Q2. What is the key message of the trilemma?
A key message of the trilemma is instrument scarcity – policy makers face a tradeoff, where movement towards increasing the achievement of one trilemma policy goal, such as higher financial integration, induces a drop in the weighted average of the other two variables, i.e., lower exchange rate stability, lower monetary independence, or a combination of the two.
Q3. What is the main message of the trilemma?
Understanding the trilemma choices of developing countries and emerging market countries (EMG) is crucial, since they account for more than half of global GDP, and at times EMGs have grown much faster than industrialized countries.
Q4. How much of the world’s reserves are held by EMGs?
the world’s largest holder of international reserves, currently possesses approximately $2 trillion of reserves, accounting for 30% of the world’s total.
Q5. What is the way to mitigate this problem?
One way of mitigating this problem is to use the regression coefficient from a regression of the home country’s interest on the base country’s rate, while controlling for external shocks.
Q6. How long did it take for the degree of exchange rate stability to increase?
While the degree of exchange rate stability declined from the early 1970s to the early 1990s, it increased during the last fifteen years.

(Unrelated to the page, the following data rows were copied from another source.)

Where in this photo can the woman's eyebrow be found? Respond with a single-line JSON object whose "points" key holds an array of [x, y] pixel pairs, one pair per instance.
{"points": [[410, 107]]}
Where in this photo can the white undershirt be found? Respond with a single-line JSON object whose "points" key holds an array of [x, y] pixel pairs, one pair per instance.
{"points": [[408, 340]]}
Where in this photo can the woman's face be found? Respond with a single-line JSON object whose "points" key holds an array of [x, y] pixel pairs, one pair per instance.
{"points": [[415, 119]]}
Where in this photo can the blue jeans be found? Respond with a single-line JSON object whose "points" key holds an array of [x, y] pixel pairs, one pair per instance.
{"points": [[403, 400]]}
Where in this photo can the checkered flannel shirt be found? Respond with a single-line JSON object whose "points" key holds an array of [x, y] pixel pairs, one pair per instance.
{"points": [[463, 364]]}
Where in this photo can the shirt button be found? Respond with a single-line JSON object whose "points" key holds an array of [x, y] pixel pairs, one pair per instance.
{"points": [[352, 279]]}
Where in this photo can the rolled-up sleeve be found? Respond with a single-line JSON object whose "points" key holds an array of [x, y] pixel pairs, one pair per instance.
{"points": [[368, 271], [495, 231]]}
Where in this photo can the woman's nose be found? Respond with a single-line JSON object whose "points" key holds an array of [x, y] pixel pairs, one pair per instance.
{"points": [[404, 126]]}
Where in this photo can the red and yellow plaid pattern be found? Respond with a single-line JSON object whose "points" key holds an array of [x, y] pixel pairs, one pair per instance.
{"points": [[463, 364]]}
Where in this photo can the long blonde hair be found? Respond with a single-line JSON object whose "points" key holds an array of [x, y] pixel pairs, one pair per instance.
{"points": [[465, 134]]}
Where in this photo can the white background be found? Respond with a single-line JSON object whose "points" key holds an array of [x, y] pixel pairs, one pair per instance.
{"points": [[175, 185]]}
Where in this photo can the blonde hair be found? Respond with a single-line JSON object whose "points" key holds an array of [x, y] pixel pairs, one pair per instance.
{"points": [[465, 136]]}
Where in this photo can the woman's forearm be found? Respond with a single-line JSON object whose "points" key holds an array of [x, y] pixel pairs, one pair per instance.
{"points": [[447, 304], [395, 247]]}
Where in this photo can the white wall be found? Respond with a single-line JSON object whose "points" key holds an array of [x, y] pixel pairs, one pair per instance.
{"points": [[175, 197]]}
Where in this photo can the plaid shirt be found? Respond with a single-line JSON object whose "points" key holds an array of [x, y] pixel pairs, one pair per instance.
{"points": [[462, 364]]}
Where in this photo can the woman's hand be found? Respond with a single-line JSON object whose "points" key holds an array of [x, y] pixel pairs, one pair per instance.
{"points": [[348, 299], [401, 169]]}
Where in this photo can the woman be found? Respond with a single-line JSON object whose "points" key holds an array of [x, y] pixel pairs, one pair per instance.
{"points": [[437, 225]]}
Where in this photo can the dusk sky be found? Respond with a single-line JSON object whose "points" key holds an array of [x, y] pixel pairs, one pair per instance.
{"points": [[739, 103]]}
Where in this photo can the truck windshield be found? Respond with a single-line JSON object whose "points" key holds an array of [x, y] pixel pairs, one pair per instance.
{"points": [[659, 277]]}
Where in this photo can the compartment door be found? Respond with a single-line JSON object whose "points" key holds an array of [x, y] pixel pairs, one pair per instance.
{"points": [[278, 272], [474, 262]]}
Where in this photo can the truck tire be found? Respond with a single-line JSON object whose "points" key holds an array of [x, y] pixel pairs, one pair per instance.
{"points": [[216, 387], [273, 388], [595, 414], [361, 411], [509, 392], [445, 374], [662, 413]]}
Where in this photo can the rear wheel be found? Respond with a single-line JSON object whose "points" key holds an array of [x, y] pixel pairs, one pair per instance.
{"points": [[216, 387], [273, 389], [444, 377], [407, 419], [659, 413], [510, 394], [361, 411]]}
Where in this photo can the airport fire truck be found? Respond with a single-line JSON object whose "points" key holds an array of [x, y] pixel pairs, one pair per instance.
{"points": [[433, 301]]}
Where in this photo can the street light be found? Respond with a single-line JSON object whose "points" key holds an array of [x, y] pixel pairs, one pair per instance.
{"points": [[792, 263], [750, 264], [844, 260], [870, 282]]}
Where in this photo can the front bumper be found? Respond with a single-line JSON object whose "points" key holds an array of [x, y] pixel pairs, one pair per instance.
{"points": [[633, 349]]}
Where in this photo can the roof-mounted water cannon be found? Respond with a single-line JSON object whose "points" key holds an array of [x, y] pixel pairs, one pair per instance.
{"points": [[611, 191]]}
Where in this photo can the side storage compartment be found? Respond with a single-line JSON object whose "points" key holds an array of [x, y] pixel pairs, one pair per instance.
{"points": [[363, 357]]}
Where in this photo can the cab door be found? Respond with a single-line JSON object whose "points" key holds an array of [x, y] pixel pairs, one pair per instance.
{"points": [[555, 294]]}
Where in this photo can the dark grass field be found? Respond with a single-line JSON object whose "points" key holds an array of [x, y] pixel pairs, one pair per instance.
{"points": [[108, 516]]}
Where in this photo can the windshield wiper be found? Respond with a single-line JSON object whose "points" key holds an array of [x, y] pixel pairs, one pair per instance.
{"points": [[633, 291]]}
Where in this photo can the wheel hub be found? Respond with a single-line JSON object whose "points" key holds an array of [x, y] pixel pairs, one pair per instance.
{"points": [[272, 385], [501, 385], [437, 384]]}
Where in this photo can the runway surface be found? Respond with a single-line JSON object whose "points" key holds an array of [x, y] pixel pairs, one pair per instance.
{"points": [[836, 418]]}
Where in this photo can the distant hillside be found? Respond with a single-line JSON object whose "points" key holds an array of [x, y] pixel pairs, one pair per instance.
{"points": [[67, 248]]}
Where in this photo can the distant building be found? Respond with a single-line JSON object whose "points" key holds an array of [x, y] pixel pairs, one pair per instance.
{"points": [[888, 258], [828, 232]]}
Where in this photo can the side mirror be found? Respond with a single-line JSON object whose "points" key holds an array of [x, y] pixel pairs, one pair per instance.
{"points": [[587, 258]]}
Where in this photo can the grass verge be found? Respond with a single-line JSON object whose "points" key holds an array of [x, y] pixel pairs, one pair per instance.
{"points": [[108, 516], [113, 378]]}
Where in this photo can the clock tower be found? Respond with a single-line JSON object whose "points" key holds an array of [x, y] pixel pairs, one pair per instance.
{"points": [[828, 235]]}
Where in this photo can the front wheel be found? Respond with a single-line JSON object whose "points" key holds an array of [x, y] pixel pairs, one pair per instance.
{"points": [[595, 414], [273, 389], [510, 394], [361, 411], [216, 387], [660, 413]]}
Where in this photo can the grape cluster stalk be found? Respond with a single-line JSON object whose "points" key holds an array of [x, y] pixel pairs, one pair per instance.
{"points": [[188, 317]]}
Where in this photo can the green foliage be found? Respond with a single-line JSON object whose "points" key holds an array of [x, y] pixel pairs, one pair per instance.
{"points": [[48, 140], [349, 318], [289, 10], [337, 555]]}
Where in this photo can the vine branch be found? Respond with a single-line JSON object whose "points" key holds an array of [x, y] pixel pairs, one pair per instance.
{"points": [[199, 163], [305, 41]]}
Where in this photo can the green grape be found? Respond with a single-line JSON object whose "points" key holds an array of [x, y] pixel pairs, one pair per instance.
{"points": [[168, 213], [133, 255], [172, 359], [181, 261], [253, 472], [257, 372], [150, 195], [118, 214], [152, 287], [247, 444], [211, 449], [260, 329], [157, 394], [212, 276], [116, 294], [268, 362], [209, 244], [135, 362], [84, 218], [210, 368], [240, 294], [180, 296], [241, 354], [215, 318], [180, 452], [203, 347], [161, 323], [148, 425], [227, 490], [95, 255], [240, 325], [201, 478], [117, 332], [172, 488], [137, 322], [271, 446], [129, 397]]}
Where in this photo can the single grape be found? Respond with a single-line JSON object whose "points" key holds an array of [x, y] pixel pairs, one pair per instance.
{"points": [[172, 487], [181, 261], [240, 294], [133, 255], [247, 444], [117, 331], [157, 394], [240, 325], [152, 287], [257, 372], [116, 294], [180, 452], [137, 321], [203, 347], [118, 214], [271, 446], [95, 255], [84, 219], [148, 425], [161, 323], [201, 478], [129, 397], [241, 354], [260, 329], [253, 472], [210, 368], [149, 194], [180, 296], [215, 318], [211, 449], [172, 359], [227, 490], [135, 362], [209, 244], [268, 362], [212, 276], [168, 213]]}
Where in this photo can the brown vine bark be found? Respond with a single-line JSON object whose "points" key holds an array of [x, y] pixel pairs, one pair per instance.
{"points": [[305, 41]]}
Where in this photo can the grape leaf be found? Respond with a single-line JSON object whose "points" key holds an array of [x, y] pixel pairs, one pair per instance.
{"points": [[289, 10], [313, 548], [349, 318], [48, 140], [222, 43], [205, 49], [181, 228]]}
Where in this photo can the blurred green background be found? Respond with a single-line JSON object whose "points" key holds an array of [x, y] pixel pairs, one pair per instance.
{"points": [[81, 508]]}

Q7. What are the main reasons for the increase in international reserves?
international reserves have increased rapidly since the Asian crisis of 1997-98, particularly on the part of East Asian and oil exporting countries.
Q8. What is the main argument for the trilemma?
Against the backdrop of the most severe financial crisis since the Great Depression, the issue of whether the trilemma – the hypothesis that a country can only achieve two, but not all three, goals of monetary independence, exchange rate stability and financial integration – seems rather distant.
Q9. What are the limitations of the IMF-based variables?
IMF-based variables are too aggregated to capture the subtleties of actual capital controls, that is, the direction of capital flows (i.e., inflows or outflows) as well as the type of financial transactions targeted.
Q10. What did the authors find out about the trilemma?
Using these indexes, the authors showed that the major crises – namely, the collapse of the Bretton Woods system, the debt crisis of 1982, and the Asian crisis of 1997-98 – caused structural breaks in the trilemma configuration.
Q11. What is the definition of a de jure index of capital account openness?
Since KAOPEN is based upon reported restrictions, it is necessarily a de jure index of capital account openness (in contrast to de facto measures such as those in Lane and MilesiFerretti (2006)).